The Vietnam War was the longest war of the last century and the only one the US has lost so far. One can only guess what Vietnam would accomplish today had it not been for 30 years to defend everything. Vietnam travelers therefore need a basic understanding of the war-turmoil: Why did the Americans interfere with this? And how did it happen that the strongest army in the world failed? What does all this have to do with communism? The book features contemporary witnesses from both sides - from the CIA agent to the Vietnam veteran to the General of the Liberation Army. The result is a differentiated image, with which one can move more sensitively on the spot, when there is always talk of forgiveness. "Apocalypse Vietnam", Wolfgang Schneider (rororo non-fiction book, 9,90 Euro)

novel

Lost son looking for clues

As a child, Andrew X. Pham had fled with his family to the United States. Now he returns, travels through his old homeland. Impressive and touching, he describes his impressions and describes the story of his family against the background of the recent Vietnamese past. Phams book is novel, travelogue and family saga in one.
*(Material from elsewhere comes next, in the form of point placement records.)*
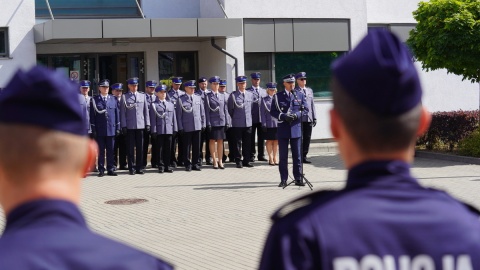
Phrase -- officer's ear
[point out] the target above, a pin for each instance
(425, 119)
(91, 156)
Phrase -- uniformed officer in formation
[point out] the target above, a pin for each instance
(135, 120)
(287, 108)
(257, 92)
(105, 122)
(383, 218)
(147, 137)
(216, 114)
(120, 145)
(240, 110)
(269, 123)
(45, 229)
(172, 95)
(309, 119)
(201, 91)
(191, 121)
(163, 121)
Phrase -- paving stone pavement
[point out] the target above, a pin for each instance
(218, 219)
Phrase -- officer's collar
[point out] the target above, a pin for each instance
(367, 173)
(35, 211)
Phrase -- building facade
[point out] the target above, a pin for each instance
(155, 40)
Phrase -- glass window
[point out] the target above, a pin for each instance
(259, 62)
(3, 42)
(316, 65)
(87, 9)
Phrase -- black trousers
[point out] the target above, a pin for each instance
(243, 137)
(191, 142)
(149, 139)
(307, 136)
(135, 149)
(163, 149)
(257, 128)
(120, 151)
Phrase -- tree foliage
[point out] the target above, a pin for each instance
(447, 36)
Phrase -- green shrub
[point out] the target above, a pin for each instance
(470, 145)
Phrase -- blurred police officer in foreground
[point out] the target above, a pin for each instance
(191, 121)
(258, 93)
(164, 124)
(44, 228)
(240, 110)
(147, 137)
(135, 121)
(172, 95)
(120, 145)
(383, 218)
(309, 119)
(105, 120)
(287, 108)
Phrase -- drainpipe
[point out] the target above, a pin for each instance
(225, 52)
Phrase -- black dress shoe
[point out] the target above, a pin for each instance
(305, 160)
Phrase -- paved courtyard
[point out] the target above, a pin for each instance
(218, 219)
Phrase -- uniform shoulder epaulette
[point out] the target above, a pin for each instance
(301, 202)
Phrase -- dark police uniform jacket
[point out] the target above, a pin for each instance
(383, 219)
(52, 234)
(281, 105)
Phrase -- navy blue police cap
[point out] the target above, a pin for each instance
(289, 78)
(256, 75)
(379, 74)
(133, 80)
(117, 86)
(214, 79)
(152, 83)
(161, 87)
(271, 85)
(177, 80)
(301, 75)
(190, 83)
(85, 83)
(241, 79)
(104, 82)
(44, 98)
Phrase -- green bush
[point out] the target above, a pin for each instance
(470, 146)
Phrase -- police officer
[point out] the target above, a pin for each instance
(120, 145)
(45, 229)
(201, 91)
(240, 110)
(105, 122)
(191, 121)
(164, 124)
(383, 218)
(135, 120)
(222, 89)
(172, 95)
(147, 137)
(309, 119)
(287, 108)
(269, 123)
(257, 92)
(216, 113)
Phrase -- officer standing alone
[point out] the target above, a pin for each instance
(135, 120)
(383, 218)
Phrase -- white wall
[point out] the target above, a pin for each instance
(19, 17)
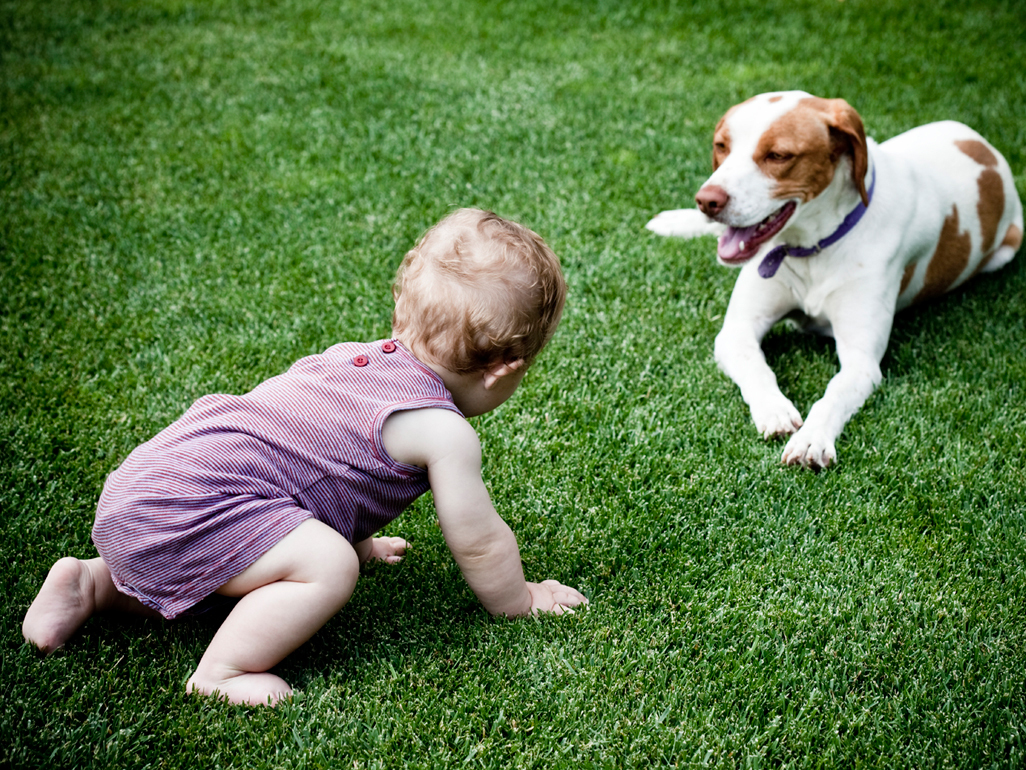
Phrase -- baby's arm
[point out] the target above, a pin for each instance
(480, 541)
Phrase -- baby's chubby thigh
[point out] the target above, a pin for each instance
(313, 553)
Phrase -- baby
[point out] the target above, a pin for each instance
(272, 497)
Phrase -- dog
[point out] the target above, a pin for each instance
(839, 232)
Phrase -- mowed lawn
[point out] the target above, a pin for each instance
(193, 195)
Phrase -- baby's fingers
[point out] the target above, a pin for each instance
(564, 594)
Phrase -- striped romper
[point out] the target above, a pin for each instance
(207, 496)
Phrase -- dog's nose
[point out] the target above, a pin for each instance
(712, 199)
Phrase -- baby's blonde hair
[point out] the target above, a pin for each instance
(477, 291)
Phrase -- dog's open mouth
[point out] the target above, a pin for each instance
(739, 244)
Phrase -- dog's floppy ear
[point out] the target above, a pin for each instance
(849, 136)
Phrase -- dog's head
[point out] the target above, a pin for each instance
(773, 155)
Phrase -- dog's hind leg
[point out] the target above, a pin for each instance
(1004, 253)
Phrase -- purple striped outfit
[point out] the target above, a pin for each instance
(207, 496)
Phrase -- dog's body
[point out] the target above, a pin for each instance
(870, 229)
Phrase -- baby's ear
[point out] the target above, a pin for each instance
(498, 371)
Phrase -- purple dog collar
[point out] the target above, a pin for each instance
(772, 262)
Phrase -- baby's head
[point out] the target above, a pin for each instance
(477, 291)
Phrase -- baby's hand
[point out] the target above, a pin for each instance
(389, 549)
(551, 595)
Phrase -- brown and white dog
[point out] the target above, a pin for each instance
(843, 232)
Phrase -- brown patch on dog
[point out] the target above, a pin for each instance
(978, 151)
(948, 261)
(990, 206)
(1013, 238)
(906, 278)
(720, 142)
(796, 152)
(802, 148)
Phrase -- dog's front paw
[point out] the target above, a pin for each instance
(810, 451)
(683, 223)
(777, 417)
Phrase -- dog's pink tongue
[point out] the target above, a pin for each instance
(729, 245)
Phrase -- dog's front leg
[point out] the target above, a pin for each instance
(755, 305)
(862, 330)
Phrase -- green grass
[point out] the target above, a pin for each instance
(195, 194)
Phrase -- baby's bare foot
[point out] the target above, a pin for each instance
(245, 689)
(389, 549)
(65, 602)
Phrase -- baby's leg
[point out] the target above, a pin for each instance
(286, 595)
(74, 589)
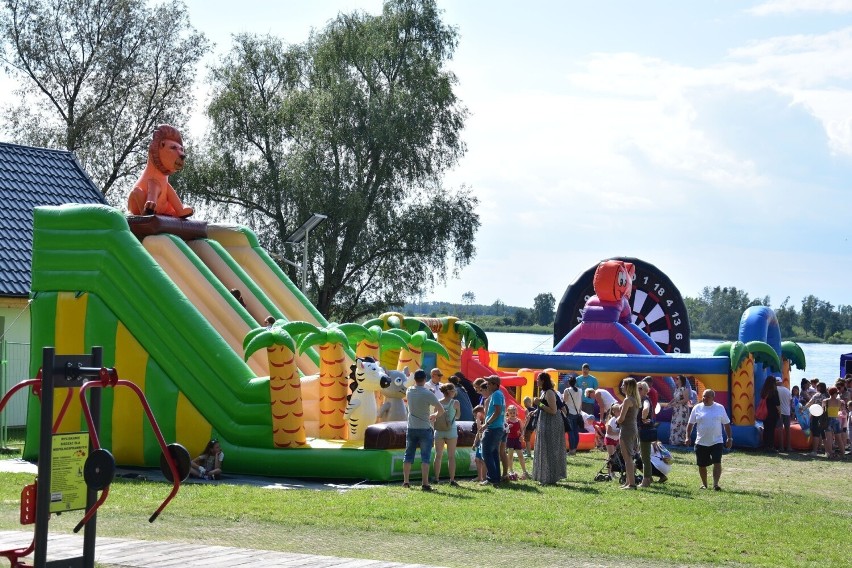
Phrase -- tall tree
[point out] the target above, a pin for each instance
(359, 123)
(543, 309)
(97, 76)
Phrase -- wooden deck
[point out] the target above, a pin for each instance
(126, 553)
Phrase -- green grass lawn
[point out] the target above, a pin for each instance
(774, 511)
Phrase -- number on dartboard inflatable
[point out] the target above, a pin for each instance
(656, 307)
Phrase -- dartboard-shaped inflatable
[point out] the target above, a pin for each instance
(656, 304)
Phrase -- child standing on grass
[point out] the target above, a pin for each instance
(613, 434)
(479, 418)
(531, 407)
(513, 442)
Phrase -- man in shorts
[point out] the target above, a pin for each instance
(420, 433)
(708, 418)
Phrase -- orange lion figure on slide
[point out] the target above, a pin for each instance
(153, 194)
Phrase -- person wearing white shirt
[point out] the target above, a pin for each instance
(604, 399)
(707, 419)
(786, 399)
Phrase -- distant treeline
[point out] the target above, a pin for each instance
(715, 314)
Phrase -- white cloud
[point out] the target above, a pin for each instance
(787, 7)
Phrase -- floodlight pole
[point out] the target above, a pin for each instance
(300, 235)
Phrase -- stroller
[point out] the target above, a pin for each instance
(615, 462)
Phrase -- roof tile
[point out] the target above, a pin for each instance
(31, 177)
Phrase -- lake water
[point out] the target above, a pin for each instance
(822, 360)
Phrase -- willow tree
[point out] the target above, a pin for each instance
(96, 78)
(359, 123)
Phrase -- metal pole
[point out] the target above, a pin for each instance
(305, 264)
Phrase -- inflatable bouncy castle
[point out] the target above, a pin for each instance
(633, 323)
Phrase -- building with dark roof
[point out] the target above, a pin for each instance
(29, 177)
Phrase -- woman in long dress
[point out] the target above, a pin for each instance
(629, 440)
(549, 461)
(680, 411)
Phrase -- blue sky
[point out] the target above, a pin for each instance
(712, 139)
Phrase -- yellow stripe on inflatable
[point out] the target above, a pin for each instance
(191, 429)
(69, 340)
(131, 362)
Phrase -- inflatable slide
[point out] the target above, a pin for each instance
(161, 308)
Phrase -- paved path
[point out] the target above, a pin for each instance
(126, 553)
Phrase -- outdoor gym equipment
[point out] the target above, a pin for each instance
(81, 465)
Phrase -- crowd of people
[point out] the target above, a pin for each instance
(626, 430)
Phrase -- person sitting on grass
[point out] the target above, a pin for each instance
(209, 464)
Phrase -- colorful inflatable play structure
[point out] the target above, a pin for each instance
(156, 292)
(225, 346)
(637, 326)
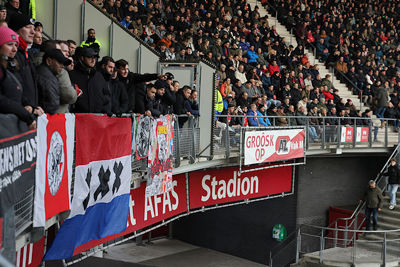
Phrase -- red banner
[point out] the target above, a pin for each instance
(147, 211)
(273, 145)
(30, 255)
(212, 187)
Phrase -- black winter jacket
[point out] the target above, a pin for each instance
(27, 76)
(393, 172)
(49, 90)
(11, 97)
(131, 82)
(96, 96)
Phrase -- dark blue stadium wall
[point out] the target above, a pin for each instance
(246, 230)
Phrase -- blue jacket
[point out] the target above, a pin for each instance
(252, 56)
(125, 23)
(263, 120)
(192, 107)
(253, 121)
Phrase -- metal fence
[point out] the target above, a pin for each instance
(320, 134)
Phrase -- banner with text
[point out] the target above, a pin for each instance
(212, 187)
(273, 145)
(145, 211)
(347, 135)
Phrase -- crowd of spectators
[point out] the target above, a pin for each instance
(360, 39)
(257, 72)
(59, 76)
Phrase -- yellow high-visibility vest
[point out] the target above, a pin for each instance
(219, 104)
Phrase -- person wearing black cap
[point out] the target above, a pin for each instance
(134, 82)
(119, 97)
(95, 96)
(23, 26)
(48, 85)
(91, 41)
(171, 88)
(12, 7)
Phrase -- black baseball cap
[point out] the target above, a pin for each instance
(86, 52)
(57, 55)
(18, 21)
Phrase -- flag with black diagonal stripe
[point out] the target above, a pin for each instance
(100, 204)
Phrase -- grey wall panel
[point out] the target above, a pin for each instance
(96, 20)
(148, 61)
(45, 14)
(69, 20)
(206, 94)
(125, 46)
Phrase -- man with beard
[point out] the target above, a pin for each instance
(133, 82)
(95, 96)
(119, 97)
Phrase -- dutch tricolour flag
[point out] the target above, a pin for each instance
(100, 204)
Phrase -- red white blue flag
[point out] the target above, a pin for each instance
(100, 204)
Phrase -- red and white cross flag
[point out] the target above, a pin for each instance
(55, 153)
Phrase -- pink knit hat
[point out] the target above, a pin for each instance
(7, 35)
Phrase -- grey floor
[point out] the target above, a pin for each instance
(174, 253)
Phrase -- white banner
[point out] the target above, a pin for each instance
(273, 145)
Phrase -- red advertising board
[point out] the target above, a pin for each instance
(212, 187)
(30, 255)
(362, 134)
(273, 145)
(147, 211)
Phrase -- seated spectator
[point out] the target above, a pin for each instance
(48, 83)
(10, 87)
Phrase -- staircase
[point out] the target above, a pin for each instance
(346, 244)
(344, 92)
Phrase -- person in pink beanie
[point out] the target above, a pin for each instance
(10, 87)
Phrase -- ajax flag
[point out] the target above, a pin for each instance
(100, 204)
(54, 166)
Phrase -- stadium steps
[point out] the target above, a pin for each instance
(344, 92)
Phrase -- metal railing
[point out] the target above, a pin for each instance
(326, 248)
(335, 235)
(320, 136)
(353, 221)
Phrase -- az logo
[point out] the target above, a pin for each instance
(282, 145)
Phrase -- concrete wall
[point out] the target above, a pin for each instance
(244, 231)
(333, 181)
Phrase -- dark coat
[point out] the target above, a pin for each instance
(145, 103)
(11, 97)
(96, 96)
(373, 198)
(49, 90)
(27, 76)
(393, 172)
(119, 97)
(131, 83)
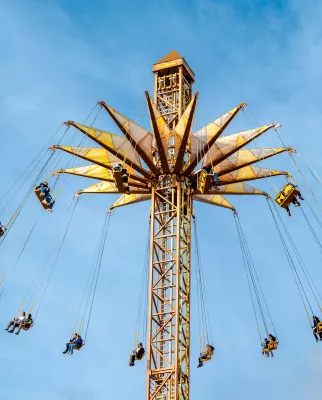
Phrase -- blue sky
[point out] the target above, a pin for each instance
(57, 60)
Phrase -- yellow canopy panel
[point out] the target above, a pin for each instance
(101, 187)
(228, 145)
(117, 145)
(243, 158)
(109, 188)
(95, 155)
(209, 134)
(215, 200)
(238, 188)
(248, 174)
(127, 199)
(90, 171)
(141, 137)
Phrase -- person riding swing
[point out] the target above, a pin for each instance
(138, 354)
(206, 355)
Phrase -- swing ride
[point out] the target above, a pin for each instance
(172, 167)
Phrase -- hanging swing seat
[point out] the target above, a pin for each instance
(318, 328)
(271, 346)
(79, 348)
(27, 327)
(41, 199)
(207, 355)
(285, 197)
(138, 358)
(205, 182)
(119, 180)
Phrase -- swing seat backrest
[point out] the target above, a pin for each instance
(141, 357)
(286, 195)
(206, 356)
(41, 199)
(273, 345)
(318, 328)
(27, 327)
(79, 348)
(205, 182)
(119, 181)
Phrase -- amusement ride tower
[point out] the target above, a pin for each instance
(172, 167)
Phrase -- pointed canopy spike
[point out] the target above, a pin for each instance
(238, 189)
(108, 188)
(215, 200)
(140, 138)
(247, 174)
(127, 199)
(90, 171)
(243, 158)
(226, 146)
(202, 140)
(117, 145)
(98, 156)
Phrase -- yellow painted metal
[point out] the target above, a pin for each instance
(127, 199)
(205, 182)
(286, 195)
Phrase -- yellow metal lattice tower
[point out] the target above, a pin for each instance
(169, 293)
(172, 167)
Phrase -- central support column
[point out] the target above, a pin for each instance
(169, 298)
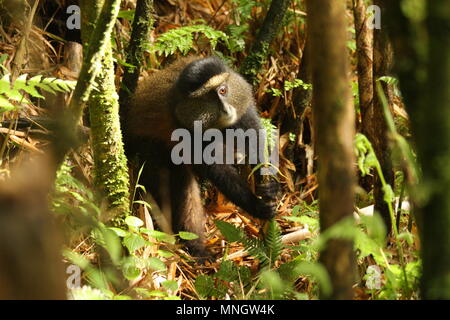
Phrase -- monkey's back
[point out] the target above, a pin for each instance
(150, 113)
And makes the successful reunification of North and South Vietnam, which every traveler feels, even more amazing. "Moon over the rice fields in the footsteps of my family through Vietnam", Andrew X. Pham (Goldmann, 9,90 Euro)

DVDs

Vietnam. , , before the war

On the eve of the war, the body of development worker Pyle (Brendan Fraser) is fished out of the water in Saigon. "The quiet American" In his lifetime, however, it was not just help in mind. His real employer was the CIA; his task: to weaken the underground communist regime; his mistake: to fall in love with the Vietnamese lover of his best friend (Michael Caine). Philip Noyce filmed Graham Greene's most political novel congenially.

, , .during the war

Three films about the Vietnam War have burned into our memory: Francis Ford Coppola's legendary and spectacular war hallucination "Apocalypse Now" (1979) with Marlon Brando, Oliver Stones shattering drama "Platoon"in which an inexperienced, idealistic student gets to know the murderous absurdity of war when his squad destroys a farming village, and Barry Levinsons "Good Morning, Vietnam" with Robin Williams as quasselstrippigem Army Disc jockey. All three films were rightly overwhelmed with awards (Oscar, Golden Globe).

, , .after the war

Saigon, late 90s: Rickshaw driver Hai loves the call girl Lan and tirelessly saves a night with her; Lotospflückerin An gives new inspiration to a poet disfigured by leprosy; Woody, the belly boy, wants his case back, and James Hagen (Harvey Keitel), US Marine a.D., is looking for his Vietnamese daughter, whom he only knows from the photo. Tony Buis movie "Three seasons" is a beguiling mix of city portrait and mosaic of fate

A Woman's Path of Awakening (May 2024).